Workshop A: Web-wide Indexing/Semantic Header or Cover Page
Chair: Bipin C. Desai, Brian Pinkerton
Choosing an Indexing Strategy in an Enterprise Environment
Christian Kuhnert, February 27th 1995
(kuhnert@welfa5.elektro.uni-wuppertal.de)
http://welfad.uni-wuppertal.de/people/kuhnert.e.html
Abstract
This paper describes the demands in setting up an indexing system for WWW
services within a world-wide operating company. Six systems for description and
full text based information recovery, namely Aliweb, Harvest, DIENST, WAIS, FFW
and GlimpseHTTP are discussed and compared. After selecting an appropriate
solution, some statements about desirable future development are made.
1 Situation
Siemens Nixdorf Informationssysteme AG (SNI) is the largest European
manufacturer of Midrange Systems (*NIX Systems). Other important business areas
are Mainframes (BS2000) and POS (Point Of Sale) equipment, with a total of
roughly 40,000 employees world-wide. Currently the majority of customers reside
within Europe. Data exchange between plants and establishments is carried out
through a world-wide corporate network. For communications with subsidiaries,
partner companies and customers, Internet paths become more and more important.

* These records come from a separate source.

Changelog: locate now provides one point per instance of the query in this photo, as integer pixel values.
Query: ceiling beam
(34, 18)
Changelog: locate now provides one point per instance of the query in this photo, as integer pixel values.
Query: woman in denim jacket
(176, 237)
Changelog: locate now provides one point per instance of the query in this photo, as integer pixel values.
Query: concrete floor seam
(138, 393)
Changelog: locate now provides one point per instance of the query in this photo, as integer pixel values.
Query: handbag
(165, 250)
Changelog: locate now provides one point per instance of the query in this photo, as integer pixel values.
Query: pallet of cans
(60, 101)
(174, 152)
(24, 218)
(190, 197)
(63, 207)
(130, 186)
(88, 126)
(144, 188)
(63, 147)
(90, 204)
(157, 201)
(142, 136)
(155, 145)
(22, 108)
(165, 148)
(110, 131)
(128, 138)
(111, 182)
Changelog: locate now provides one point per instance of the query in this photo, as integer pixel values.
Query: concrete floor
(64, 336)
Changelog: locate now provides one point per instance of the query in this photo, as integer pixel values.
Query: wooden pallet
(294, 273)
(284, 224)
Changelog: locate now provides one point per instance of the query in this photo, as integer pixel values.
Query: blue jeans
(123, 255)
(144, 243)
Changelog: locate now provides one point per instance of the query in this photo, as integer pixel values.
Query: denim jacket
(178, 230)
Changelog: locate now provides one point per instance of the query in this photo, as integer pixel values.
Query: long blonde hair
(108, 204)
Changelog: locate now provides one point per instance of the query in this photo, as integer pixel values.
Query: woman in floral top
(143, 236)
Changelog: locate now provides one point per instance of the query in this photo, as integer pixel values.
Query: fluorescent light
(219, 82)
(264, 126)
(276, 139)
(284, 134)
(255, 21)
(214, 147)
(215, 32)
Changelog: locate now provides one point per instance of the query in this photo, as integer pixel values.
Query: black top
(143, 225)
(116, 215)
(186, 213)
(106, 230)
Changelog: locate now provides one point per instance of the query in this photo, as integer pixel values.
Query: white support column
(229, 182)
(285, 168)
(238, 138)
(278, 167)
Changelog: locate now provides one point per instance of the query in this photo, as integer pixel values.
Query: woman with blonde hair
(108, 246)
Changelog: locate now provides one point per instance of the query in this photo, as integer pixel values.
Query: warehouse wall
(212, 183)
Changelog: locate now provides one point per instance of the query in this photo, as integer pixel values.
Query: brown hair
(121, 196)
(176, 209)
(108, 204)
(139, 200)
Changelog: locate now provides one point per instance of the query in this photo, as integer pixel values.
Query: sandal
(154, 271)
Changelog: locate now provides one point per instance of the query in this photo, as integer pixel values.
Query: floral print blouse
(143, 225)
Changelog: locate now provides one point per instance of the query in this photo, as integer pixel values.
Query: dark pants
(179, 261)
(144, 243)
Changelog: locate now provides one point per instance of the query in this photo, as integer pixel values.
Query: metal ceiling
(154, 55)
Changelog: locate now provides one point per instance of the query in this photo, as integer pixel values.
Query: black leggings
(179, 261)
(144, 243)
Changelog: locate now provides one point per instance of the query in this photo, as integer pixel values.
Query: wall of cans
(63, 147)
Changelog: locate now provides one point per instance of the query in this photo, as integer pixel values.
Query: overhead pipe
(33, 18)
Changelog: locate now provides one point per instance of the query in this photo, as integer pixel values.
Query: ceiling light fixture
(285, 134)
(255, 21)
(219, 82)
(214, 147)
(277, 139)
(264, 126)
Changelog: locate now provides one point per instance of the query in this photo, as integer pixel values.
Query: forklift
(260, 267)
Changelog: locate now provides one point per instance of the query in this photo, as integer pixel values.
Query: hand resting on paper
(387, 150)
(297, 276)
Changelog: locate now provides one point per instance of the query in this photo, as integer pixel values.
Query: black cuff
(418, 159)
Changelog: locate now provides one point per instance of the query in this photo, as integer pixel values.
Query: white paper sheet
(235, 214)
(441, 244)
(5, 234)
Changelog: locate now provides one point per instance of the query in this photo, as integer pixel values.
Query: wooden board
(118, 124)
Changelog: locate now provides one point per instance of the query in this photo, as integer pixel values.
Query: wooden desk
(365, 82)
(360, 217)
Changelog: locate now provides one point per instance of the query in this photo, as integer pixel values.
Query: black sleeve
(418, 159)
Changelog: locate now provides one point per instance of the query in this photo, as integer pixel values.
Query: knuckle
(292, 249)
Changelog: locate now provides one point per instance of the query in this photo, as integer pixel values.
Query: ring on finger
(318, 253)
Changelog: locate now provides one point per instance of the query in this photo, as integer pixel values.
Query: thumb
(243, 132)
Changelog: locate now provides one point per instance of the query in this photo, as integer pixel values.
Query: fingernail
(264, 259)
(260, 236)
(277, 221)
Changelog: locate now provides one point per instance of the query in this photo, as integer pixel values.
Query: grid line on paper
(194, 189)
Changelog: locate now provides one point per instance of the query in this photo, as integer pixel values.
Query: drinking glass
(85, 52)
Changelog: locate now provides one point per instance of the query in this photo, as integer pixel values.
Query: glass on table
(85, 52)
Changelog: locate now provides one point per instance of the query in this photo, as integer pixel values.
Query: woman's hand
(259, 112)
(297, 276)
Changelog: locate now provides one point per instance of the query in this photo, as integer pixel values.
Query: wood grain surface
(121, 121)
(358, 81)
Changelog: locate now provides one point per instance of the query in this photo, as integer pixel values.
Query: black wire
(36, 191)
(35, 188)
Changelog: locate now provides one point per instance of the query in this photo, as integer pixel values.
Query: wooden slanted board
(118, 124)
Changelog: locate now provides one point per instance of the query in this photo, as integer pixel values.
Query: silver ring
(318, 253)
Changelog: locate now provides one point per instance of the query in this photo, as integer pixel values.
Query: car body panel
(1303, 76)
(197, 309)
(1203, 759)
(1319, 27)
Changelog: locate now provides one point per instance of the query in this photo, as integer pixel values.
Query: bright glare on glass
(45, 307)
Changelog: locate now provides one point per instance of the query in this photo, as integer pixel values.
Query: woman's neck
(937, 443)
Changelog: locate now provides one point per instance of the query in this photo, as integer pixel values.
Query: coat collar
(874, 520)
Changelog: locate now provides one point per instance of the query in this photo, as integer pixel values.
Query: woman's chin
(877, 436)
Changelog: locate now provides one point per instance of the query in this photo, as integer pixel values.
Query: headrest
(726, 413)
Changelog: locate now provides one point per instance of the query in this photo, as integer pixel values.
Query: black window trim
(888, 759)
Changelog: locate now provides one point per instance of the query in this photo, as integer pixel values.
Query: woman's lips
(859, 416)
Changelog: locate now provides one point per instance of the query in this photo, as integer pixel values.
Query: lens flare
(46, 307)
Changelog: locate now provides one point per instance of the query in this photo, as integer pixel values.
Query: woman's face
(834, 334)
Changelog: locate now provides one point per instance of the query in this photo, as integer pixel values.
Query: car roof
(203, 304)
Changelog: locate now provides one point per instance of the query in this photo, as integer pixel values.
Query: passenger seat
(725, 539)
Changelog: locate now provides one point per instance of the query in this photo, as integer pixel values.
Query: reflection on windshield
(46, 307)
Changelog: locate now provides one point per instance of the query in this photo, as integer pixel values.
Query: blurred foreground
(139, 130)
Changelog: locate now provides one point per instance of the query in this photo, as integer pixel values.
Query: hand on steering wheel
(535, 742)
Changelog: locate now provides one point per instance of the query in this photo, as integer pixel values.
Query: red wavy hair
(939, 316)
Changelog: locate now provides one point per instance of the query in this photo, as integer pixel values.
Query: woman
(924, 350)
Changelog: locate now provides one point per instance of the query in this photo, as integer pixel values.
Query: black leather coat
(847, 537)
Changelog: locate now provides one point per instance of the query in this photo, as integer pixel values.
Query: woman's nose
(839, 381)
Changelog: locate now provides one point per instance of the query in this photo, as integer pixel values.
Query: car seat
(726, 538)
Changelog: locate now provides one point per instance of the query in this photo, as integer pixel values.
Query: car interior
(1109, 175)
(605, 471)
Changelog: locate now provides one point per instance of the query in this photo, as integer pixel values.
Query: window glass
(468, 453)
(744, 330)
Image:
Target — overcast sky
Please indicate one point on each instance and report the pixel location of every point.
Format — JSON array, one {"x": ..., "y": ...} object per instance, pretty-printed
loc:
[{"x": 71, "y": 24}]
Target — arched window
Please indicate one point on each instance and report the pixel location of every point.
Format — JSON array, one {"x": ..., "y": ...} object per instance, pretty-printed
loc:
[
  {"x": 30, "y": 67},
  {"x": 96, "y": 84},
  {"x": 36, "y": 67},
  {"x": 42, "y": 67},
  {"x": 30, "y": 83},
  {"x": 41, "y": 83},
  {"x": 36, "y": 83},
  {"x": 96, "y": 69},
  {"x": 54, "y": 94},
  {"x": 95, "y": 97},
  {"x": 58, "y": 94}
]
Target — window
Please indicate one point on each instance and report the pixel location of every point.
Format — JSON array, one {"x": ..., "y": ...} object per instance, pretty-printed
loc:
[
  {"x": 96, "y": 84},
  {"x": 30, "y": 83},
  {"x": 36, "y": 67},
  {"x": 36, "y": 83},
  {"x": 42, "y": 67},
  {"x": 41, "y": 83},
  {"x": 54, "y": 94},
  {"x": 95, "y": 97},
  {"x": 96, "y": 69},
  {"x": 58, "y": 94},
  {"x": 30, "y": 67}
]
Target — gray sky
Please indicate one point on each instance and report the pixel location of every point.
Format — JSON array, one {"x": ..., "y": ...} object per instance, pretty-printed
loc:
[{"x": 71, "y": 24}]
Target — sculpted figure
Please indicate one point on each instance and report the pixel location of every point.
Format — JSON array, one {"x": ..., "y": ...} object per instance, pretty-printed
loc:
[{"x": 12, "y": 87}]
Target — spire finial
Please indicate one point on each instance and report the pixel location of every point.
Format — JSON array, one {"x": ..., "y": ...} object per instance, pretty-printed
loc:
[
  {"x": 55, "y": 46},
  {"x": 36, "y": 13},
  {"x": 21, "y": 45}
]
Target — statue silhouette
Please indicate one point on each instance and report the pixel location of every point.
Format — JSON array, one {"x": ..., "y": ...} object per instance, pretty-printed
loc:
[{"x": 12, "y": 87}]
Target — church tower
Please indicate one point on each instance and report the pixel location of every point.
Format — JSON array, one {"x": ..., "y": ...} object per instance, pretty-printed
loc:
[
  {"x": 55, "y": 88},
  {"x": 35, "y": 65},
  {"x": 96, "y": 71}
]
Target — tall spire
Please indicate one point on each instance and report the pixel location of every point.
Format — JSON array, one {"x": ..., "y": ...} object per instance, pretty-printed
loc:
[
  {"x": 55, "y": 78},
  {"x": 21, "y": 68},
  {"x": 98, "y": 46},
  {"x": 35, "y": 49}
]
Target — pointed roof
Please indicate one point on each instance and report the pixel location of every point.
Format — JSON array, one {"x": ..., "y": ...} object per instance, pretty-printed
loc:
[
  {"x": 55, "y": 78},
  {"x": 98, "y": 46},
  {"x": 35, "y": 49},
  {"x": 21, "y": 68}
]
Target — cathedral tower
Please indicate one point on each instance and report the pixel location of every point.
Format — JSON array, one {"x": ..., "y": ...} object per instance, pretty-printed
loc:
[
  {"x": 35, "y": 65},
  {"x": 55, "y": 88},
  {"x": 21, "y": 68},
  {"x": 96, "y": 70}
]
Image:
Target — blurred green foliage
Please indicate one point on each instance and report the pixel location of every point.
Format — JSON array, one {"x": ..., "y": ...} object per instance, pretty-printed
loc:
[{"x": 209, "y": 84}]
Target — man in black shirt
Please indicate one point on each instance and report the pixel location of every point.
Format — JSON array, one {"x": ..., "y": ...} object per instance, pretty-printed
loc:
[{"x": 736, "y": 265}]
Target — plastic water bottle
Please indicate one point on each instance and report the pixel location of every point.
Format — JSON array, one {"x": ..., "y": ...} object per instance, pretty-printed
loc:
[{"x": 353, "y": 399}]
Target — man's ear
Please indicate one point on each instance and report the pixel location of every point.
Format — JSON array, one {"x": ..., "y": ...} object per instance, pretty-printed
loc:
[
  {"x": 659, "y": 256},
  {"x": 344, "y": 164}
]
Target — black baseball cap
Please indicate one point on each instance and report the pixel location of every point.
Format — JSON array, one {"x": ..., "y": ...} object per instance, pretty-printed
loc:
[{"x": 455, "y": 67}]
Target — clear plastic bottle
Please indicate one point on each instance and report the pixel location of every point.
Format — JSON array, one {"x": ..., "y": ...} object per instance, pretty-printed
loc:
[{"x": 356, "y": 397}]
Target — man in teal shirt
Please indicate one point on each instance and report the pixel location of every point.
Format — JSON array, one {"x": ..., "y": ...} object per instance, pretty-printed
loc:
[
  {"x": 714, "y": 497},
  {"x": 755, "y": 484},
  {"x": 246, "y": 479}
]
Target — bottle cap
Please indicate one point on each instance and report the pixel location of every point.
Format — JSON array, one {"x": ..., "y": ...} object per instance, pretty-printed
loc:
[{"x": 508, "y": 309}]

Most of the current data paths are charged on a per volume basis.
2 Targets
The possible internal application areas for WWW are currently evaluated. It is
considered to provide Internet connectivity to employees primarily through a WWW
interface that integrates most of the services in a user friendly manner. Today
there are lots of internal database and information systems, all with their own
different user interface. Gateways to these systems are being built. In a
special case, migration from a proprietary system to HTTP is considered. This
system mainly provides product information to sales executives and contains a
full text index. Representation of this index and its query interface is the
main problem herein. Another field of application is the query of internal
library catalogues. In parallel WWW services for corporate presence are being
built. Here indexing might be handled in a similar way as with other public WWW
servers.
3 Priorities
Currently the limiting factors for any implementation can be seen in the
following order:
1. Network cost
2. Storage cost
3. Computation cost
This might not be specific to the SNI environment since in the past years cost
reductions generally took place in reverse order. From the users perspective,
the main goals for each service are:
1. Quality of Service (QOS: Availability, Responsiveness)
2. Ease of use (For client as for system administration)
3. Actuality (This has been taken out of QOS)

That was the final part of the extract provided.